9- Perception systems for robotics.
10- Applications: visual inspection and 3D perception for robotics.
The practices to be carried out will address the following aspects:
1. Image processing.
2- Feature detection and matching.
3- Image segmentation and recognition.
4- Camera calibration.
5- Two-view geometry.
6- Automated 3D reconstruction.
7- Visual control.
4. Academic activities
The program offered to the student to help them achieve the expected results includes the following activities:
1) Classes
Master classes of theoretical and practical content.
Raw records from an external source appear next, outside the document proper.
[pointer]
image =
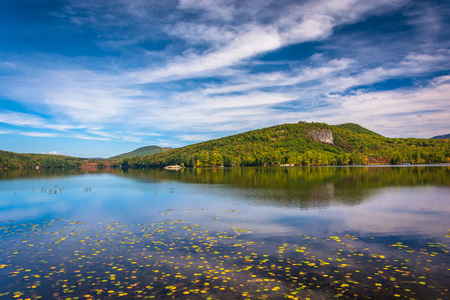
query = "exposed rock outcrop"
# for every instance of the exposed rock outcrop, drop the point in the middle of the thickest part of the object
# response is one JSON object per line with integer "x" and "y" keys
{"x": 323, "y": 136}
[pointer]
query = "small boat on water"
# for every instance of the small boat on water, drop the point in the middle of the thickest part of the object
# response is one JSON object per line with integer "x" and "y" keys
{"x": 173, "y": 167}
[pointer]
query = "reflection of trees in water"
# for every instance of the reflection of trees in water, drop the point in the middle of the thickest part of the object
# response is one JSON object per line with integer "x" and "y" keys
{"x": 303, "y": 187}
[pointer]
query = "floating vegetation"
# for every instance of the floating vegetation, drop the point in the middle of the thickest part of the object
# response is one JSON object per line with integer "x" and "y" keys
{"x": 63, "y": 259}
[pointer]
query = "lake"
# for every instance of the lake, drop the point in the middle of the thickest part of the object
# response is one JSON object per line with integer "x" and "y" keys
{"x": 228, "y": 233}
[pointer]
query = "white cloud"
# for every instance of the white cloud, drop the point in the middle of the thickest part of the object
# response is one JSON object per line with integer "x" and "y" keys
{"x": 413, "y": 112}
{"x": 54, "y": 153}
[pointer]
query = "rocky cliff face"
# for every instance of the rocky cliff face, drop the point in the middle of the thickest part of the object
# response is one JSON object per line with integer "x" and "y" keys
{"x": 323, "y": 136}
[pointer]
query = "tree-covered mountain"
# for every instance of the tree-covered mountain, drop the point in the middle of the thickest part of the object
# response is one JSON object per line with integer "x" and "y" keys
{"x": 442, "y": 137}
{"x": 301, "y": 144}
{"x": 12, "y": 160}
{"x": 143, "y": 151}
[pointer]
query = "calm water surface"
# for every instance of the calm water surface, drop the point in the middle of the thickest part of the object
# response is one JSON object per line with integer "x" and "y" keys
{"x": 233, "y": 233}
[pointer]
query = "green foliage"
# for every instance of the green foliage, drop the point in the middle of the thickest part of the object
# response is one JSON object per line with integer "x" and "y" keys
{"x": 11, "y": 160}
{"x": 291, "y": 144}
{"x": 143, "y": 151}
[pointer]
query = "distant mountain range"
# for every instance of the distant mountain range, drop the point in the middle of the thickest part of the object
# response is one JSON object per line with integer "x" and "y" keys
{"x": 300, "y": 144}
{"x": 306, "y": 144}
{"x": 442, "y": 137}
{"x": 143, "y": 151}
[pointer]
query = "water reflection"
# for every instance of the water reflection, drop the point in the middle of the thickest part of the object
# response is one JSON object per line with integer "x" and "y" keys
{"x": 262, "y": 233}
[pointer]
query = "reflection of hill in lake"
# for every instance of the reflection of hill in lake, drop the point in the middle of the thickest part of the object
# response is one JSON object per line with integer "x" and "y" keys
{"x": 304, "y": 187}
{"x": 301, "y": 187}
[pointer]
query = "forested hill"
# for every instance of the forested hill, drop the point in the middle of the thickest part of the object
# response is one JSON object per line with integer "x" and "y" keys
{"x": 12, "y": 160}
{"x": 143, "y": 151}
{"x": 301, "y": 144}
{"x": 440, "y": 137}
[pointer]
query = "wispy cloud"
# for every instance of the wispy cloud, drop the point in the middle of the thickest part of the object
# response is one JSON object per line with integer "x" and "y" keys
{"x": 177, "y": 72}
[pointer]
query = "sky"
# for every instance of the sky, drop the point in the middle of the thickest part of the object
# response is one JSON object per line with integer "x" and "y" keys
{"x": 96, "y": 78}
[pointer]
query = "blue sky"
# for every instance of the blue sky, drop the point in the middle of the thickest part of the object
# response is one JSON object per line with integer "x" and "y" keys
{"x": 95, "y": 78}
2) Types of problems and case solving.
Students will participate in the development of problems and cases. These will be coordinated with the theoretical content. Part of this activity will be dedicated to the content related to the cases to be addressed in the proposed subject assignments.
3) Laboratory practices
The student will carry out a set of practices using a computer in the laboratories of the Department of Computer Science and Systems Engineering (Ada Byron Building).
4) Subject assignments
Activities that the student will carry out in reference to the assigned subject works.
5) Personal study
Personal study of the student, related to theory, problem solving, and prior preparation for laboratory practices.
5. Assessment system
The student must demonstrate achievement of the intended learning results through the following assessment activities:
According to the regulations of the University of Zaragoza, the evaluation of this subject is established as "Progressive". The final grade will be based on the following assessments:
- Evaluation of laboratory practices: carried out throughout the term, based on prior study, work development, preparation of reports or issue solving (40% of the final grade).
- Evaluation of the subject's assignments: there will be a subject assignment. Its evaluation will be based on the oral presentation made according to the established presentation schedule (25% of the final grade).
- Individual written test: composed of theoretical-practical questions and problems (35% of the final grade).
In the event that a student has not completed any of the previously mentioned evaluable activities throughout the term, each official call will include the global individual tests to be carried out in order to assess these activities.